Launch trending on Twitter/X

Launch trending on Twitter/X


Launch Day Stats

Launch party

We are incredibly grateful for everyone who helped share the news on launch day. In particular Nat, Elad, Dwarkesh, Jessie, Wade, Tsnarnick, Gary, Caleb, Shaan, and many many others.

Launch trending on Twitter/X

Notable discussions:

While ARC-AGI remains unbeaten since 2019, launch day increased awareness of the benchmark.

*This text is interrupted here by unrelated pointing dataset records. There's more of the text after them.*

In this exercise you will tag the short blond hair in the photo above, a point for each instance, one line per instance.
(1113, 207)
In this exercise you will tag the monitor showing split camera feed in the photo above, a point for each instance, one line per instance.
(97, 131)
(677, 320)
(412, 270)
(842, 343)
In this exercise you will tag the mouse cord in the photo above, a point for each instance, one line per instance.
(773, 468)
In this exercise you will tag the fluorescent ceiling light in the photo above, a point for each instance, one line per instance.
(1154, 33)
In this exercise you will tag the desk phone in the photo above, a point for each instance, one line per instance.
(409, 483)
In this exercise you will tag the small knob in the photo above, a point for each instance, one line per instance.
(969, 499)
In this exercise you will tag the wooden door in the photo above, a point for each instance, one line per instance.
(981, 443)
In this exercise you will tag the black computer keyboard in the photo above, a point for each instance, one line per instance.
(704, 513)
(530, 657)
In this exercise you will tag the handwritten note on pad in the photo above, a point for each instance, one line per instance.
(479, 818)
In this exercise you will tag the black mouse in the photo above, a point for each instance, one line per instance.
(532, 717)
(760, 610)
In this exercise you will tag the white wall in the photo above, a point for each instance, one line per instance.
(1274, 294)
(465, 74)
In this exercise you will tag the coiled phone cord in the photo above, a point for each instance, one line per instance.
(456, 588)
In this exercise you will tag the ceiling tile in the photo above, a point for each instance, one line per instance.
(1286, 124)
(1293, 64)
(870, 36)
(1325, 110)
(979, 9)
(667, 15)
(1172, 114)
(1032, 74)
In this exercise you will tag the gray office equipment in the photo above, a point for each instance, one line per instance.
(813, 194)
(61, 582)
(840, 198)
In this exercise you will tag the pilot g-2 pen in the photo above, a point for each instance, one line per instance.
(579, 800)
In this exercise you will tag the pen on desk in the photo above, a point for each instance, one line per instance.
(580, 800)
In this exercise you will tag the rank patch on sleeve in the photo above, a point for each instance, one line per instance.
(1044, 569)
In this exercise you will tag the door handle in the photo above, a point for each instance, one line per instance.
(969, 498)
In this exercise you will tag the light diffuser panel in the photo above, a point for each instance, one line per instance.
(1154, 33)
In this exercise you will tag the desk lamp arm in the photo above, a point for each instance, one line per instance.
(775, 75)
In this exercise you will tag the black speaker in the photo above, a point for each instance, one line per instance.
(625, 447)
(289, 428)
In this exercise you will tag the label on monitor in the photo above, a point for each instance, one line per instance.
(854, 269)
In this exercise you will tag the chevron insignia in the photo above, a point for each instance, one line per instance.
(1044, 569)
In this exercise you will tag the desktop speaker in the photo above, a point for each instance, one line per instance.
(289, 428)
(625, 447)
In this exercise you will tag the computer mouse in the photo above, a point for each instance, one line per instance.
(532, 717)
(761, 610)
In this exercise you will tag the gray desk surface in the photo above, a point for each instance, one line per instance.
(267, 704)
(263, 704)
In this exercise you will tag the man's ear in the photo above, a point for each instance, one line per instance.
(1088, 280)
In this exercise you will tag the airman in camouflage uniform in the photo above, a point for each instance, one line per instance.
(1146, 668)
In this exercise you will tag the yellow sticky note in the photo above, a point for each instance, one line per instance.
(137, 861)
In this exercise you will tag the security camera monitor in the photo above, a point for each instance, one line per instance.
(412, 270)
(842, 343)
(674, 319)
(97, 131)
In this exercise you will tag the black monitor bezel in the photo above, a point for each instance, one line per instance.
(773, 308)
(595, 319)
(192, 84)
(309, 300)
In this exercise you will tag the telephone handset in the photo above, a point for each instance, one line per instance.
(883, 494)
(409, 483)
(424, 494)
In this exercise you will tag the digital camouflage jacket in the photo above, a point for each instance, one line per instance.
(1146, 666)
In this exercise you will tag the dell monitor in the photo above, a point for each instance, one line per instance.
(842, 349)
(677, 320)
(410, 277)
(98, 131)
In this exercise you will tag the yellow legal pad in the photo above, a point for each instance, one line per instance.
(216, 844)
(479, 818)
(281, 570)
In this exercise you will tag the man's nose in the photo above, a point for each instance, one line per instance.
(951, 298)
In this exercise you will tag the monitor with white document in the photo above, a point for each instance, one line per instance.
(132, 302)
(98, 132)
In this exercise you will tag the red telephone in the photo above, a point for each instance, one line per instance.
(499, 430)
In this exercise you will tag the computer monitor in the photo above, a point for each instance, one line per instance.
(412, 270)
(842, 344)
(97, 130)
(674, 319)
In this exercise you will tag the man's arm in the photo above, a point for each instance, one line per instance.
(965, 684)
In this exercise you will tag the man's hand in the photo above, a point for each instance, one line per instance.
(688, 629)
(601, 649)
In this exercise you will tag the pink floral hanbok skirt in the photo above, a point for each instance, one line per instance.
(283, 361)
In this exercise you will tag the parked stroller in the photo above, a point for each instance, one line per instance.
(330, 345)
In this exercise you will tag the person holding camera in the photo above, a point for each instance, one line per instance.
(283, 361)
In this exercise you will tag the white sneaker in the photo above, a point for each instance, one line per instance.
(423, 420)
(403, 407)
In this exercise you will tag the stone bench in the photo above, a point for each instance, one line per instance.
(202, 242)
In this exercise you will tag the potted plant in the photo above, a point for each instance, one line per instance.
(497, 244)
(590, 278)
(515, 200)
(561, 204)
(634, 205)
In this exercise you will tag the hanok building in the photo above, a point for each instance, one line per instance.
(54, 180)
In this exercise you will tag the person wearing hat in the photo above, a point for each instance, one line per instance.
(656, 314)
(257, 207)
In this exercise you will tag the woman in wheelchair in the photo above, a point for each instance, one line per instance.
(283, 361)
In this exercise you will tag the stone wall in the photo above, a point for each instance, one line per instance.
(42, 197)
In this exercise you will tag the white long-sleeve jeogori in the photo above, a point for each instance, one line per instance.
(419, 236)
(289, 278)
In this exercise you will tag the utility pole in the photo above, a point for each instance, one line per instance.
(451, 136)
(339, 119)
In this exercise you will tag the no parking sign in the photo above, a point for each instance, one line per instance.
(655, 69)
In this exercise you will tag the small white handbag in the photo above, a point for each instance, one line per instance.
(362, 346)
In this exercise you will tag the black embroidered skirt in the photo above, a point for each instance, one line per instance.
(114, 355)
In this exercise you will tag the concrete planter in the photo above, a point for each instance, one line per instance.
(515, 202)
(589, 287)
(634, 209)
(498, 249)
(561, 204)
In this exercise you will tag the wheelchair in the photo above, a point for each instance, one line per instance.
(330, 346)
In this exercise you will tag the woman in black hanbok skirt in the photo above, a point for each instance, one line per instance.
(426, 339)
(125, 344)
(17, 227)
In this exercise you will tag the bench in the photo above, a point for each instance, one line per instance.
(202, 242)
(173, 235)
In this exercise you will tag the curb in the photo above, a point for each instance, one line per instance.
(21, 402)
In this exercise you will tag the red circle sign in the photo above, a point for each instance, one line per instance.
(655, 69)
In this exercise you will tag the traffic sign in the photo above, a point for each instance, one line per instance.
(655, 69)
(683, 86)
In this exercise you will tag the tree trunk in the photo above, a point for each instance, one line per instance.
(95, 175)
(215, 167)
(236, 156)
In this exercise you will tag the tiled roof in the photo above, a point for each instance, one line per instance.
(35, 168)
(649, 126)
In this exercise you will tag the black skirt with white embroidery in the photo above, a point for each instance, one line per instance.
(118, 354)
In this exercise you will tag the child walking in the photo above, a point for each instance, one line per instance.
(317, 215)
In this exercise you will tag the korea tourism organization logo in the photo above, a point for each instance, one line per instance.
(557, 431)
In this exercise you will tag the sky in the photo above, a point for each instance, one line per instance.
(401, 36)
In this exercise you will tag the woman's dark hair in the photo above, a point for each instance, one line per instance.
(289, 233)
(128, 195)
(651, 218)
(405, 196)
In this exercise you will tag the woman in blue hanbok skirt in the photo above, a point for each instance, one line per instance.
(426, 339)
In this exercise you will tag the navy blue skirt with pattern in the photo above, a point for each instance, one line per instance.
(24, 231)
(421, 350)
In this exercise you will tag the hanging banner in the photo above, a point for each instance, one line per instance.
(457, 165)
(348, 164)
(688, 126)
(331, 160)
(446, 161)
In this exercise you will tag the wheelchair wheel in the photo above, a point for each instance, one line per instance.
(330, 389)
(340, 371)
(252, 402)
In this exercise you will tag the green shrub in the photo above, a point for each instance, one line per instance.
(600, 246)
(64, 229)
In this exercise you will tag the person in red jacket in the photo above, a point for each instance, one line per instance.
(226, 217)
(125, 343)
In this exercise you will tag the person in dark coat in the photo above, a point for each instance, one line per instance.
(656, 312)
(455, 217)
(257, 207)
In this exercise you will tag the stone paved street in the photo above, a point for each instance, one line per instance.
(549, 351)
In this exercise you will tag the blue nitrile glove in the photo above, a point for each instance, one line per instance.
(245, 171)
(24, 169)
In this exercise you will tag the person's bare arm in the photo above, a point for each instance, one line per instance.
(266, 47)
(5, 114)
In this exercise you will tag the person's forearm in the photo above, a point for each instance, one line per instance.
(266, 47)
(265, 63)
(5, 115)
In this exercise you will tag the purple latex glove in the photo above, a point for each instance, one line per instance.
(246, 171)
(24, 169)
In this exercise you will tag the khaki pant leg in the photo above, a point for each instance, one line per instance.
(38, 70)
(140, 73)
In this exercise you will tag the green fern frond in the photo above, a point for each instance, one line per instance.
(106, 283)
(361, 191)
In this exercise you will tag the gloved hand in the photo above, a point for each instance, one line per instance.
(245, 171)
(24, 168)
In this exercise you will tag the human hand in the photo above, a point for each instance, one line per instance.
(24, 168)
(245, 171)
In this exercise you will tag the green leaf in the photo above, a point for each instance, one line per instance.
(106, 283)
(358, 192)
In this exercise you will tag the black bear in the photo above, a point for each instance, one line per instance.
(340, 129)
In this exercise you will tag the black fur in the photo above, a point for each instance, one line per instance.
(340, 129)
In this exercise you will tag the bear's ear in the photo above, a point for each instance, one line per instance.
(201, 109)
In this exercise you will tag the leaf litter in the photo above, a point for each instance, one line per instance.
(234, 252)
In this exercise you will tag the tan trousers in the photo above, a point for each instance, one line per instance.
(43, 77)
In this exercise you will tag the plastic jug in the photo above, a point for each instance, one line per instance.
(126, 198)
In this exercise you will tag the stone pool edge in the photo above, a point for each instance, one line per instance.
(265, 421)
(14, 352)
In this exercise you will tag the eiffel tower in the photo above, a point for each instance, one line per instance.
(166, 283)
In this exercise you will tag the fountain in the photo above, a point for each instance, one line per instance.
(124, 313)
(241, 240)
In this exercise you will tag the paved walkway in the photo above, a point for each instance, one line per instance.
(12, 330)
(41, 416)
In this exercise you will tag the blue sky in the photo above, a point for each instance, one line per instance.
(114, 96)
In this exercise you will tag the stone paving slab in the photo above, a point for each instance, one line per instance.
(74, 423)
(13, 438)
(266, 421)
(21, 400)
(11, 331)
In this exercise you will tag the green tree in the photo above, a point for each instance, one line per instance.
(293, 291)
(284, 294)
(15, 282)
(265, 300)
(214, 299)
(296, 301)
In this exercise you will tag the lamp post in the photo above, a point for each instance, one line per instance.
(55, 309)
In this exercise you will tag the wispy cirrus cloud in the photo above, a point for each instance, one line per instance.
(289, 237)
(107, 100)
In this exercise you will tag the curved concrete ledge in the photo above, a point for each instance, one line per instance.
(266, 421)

ARC Prize - #1 Kaggle competition

#1 competition on Kaggle!

What Worked

Arcprize.org

Daniel Gross told us to treat ARC Prize like a startup. The website needs to communicate and convert. Over the past month, we spent hundreds of hours researching, designing, and building arcprize.org. It seemed to pay off on launch day.

Our top goal for the homepage was to communicate that ARC-AGI is easy for humans, but hard for AI. We did this by putting a playable version of ARC-AGI tasks directly on the homepage along with an eval saturation chart showing ARC-AGI progress stalling.

Over 4% of visitors signed up (this comps well against high-growth startups like Zapier.)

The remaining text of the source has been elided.